= Privilege of St Romain =

Since the year 1156, the chapter of Rouen, (which consisted of the archbishop, a dean, fifty canons, and ten prebendaries), had the annual privilege of pardoning, on Ascension day, some individual confined within the jurisdiction of the city for murder. On the morning of Ascension day, the chapter, having heard many examinations and confessions read, proceeded to the election of the criminal who was to be pardoned; and, the choice being made, his name was transmitted in writing to the parliament, which assembled on that day at the palace. The parliament then walked in procession to the great chamber, where the prisoner was brought before them in irons, and placed on a stool; he was informed that the choice had fallen upon him, and that he was entitled to the privilege of St. Romain.

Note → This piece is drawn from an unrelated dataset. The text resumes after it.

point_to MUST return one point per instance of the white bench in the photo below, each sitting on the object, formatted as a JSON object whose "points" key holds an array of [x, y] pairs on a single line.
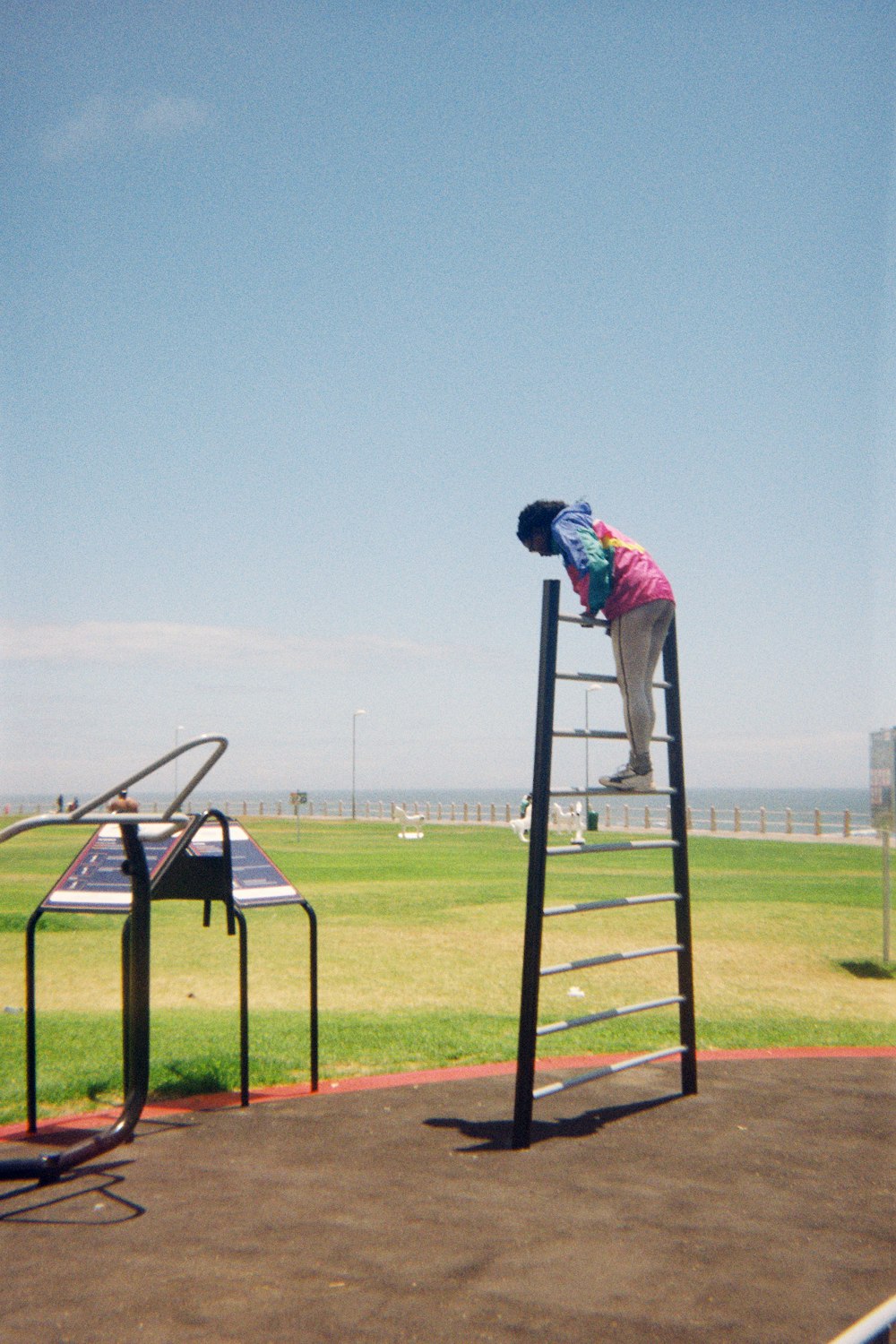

After these preliminaries, he was delivered into the hands of the chaplain, who, accompanied by fifty armed men, conveyed him to a chamber, where the chains were taken from his legs and bound about his arms; and in this condition he was conducted to a place named the Old Tower, where he awaited the coming of the procession. After some little time had elapsed, the procession set out from the cathedral; two of the canons bore the shrine in which the relics of St. Romain were presumed to be preserved. When they had arrived at the Old Tower, the shrine was placed in the chapel, opposite to the criminal, who appeared kneeling, with the chains on his arms. Then one of the canons, having made him repeat the confession, said the prayers usual at the time of giving absolution; after which service, the prisoner kneeling still, lifted up the shrine three times, amid the acclamations of the people assembled to behold the ceremony. The procession then returned to the cathedral, followed by the criminal, wearing a chaplet of flowers on his head, and carrying the shrine of the saint. After mass had been performed, he had a very serious exhortation addressed to him by a monk; and, lastly, he was conducted to an apartment near the cathedral, and was supplied with refreshments and a bed for that night. In the morning he was dismissed.

This privilege was justified by the legend of the Gargouille, a fearsome dragon, and how St. Romain defeated him with the help of a prisoner. It was abolished in a famous night of the French Revolution.